War es leicht dahin zu kommen?
MT: Früher dachte ich, dass ich das schon schaffen werde. Und plötzlich hast du eine Reklamation, die dich über Monate begleitet, weil KundIn nicht zufrieden zu stellen ist. Das hält ein Team nur bis zu einem gewissen Punkt aus. Auch meine Rezeptionistin ist da geschult: Wenn eine E-Mail schon vier Seiten lang ist und sich schwierig anfühlt, laden wir erst einmal zur Beratung ein.
Ist die Beratung kostenpflichtig?
MT: 15 Minuten Beratung kosten 23 Euro. In dieser Zeit hat der Stylist oder die Stylistin bewusst Zeit. Manchmal ist einfach Unsicherheit bei KundInnen da, die wir ihr nehmen können.
Viele in der Branche sagen: Ich bilde nicht mehr aus, der Jugend von heute fehlt die Arbeitsmoral. Was machst du anders?
MT: Ich bin 33 und der Altersabstand zu meinen MitarbeiterInnen ist nicht so groß. Was mir wichtig ist, überschneidet sich sehr mit ihren Vorstellungen. Natürlich ist es mein Geschäft, und ich kann von MitarbeiterInnen oder Lehrlingen nicht dasselbe erwarten, wie von mir selbst. Aber ich möchte, dass respektvoll, mit einer gewissen Haltung und Ernsthaftigkeit gearbeitet wird.
UnternehmerInnen müssen trotzdem verstehen, dass wir Teil des Lebens unserer MitarbeiterInnen sind, aber wir sind nicht ihr Leben.
Die duale Ausbildung wird oft kritisiert. Wie siehst du das?
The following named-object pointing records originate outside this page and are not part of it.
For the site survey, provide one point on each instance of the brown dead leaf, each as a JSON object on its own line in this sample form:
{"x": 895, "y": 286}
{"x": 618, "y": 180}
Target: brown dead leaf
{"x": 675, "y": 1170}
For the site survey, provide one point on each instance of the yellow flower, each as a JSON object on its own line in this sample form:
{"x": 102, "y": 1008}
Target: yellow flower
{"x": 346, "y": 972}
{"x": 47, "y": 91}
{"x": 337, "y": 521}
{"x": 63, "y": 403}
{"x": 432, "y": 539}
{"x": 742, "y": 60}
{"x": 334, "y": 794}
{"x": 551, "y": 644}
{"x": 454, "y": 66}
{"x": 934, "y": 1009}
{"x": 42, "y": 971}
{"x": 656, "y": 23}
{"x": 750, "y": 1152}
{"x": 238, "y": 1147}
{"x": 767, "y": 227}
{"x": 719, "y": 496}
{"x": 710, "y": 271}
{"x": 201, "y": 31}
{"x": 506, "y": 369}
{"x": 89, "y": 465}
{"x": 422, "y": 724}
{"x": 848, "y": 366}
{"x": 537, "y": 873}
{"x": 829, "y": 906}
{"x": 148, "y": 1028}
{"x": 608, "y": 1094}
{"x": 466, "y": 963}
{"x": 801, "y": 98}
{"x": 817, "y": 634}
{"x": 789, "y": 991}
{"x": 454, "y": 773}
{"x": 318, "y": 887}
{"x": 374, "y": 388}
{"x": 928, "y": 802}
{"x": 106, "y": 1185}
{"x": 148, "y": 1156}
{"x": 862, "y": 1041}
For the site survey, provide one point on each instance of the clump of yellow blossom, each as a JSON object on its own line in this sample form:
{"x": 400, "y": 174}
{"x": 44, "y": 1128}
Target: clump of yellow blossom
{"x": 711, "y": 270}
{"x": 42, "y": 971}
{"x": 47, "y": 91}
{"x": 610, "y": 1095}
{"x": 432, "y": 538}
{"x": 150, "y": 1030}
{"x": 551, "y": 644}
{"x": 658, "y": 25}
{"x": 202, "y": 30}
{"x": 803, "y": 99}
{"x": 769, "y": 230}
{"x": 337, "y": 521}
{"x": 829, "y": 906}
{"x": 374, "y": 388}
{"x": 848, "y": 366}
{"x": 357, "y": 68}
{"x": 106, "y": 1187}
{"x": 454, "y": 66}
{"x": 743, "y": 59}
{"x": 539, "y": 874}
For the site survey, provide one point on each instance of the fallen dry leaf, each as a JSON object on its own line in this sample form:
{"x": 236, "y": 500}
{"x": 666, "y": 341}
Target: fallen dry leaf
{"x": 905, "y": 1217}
MT: Grundsätzlich finde ich die duale Ausbildung gut. Aber was die Praxis betrifft, hat sich seit meiner Lehrzeit nicht genug geändert. Niemand, egal ob Unternehmen, AusbilderInnen, Berufsschule oder Innung war bis jetzt aus meiner Sicht wirklich bereit etwas zu ändern. Deshalb sind wir jetzt da, wo wir sind. Es gibt keine klaren Regeln. Ist es wöchentlicher Unterricht oder Blockunterricht? Wie schaut die Prüfung aus? Gibt es eine Zwischenprüfung? Gibt es keine? Vieles ist gewurschtelt.
Willst du weitere Lehrlinge aufnehmen?
MT: Ja, ich suche eine größere Immobilie und möchte wachsen. Nicht, weil alles einfach ist. Die Wirtschaft spielt komplett verrückt. Es kommen aber laufend Bewerbungen. Diese Menschen müssen irgendwo arbeiten und auch KundInnen wollen Orte, die zu ihren Werten passen. Wenn wir transparent erklären, warum unsere Preise so sind, verstehen sie auch, was mit diesem Geld passiert. Sie wissen: Ich bilde in dieser Zeit aus, MitarbeiterInnen haben einen guten Arbeitsplatz und werden gut bezahlt. Genauso unterstützen sie ein frauengeführtes Unternehmen.
Ich bin auch im Team transparent, was Löhne angeht. Wie kommt das zustande? Wie viel müssen wir umsetzen, damit alles läuft? Wenn man das klar vor Augen hat, kann man überlegen, was man in Zukunft möchte. Und ich habe mir als Ziel gesetzt, der beste Ausbildersalon in Wien zu werden.